Trotz Niederlage bleiben Chancen
Ein Blick auf die Aufstellungen genügte, um die Kräfteverhältnisse einzuordnen: 14 Hallenser empfingen am Sonnabend acht Gäste, welche die Herausforderung jedoch annahmen und bis zum 12:11-Zwischenstand (23.) auf absoluter Augenhöhe agierten. Ärgerlich: Nicht zuletzt aufgrund einer Handvoll Gebälktreffer blieb der HSG eine eigene Führung verwehrt. „Danach läuft das Spiel leider komplett gegen uns. Auch weil der Rückzug aufgrund nachlassender Kräfte nicht mehr funktioniert“, nahm Ramon Göhring aus dem Trainerteam vorweg.
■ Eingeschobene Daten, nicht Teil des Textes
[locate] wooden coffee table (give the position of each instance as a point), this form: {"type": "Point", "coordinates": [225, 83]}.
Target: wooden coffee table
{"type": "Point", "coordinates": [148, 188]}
Nach dem Seitenwechsel mussten die Gäste dem hohen Tempo und unzähligen Eins-gegen-eins-Situationen endgültig Tribut zollen. In der finalen Auszeit (54.) stellte die HSG ihre Abwehr noch einmal auf eine 3:3-Formation um, schaffte es auch, das Momentum auf ihre Seite zu ziehen und kämpfte sich auf 28:31 (58.) heran. „Leider konnten wir die Partie aufgrund fehlender Körner nicht mehr drehen“, erklärte der Coach, zollte dem schmalen Kader aber großen Respekt: „Die Jungs haben alles rausgehauen, auch wenn es nicht zur Punktmitnahme reichte.“ Platz drei bis acht trennen damit aktuell nur fünf Minuspunkte. Das letzte Wort in Sachen Medaillenvergabe ist damit auch für die aktuell viertplatzierte HSG längst noch nicht gesprochen.
HSG Ehle: Erkenberg, Schuster – Steinweg (5/1), Göhring (4), Kalsdorf (6), Ribbert (5), Hartmann (3), Janke (6/2)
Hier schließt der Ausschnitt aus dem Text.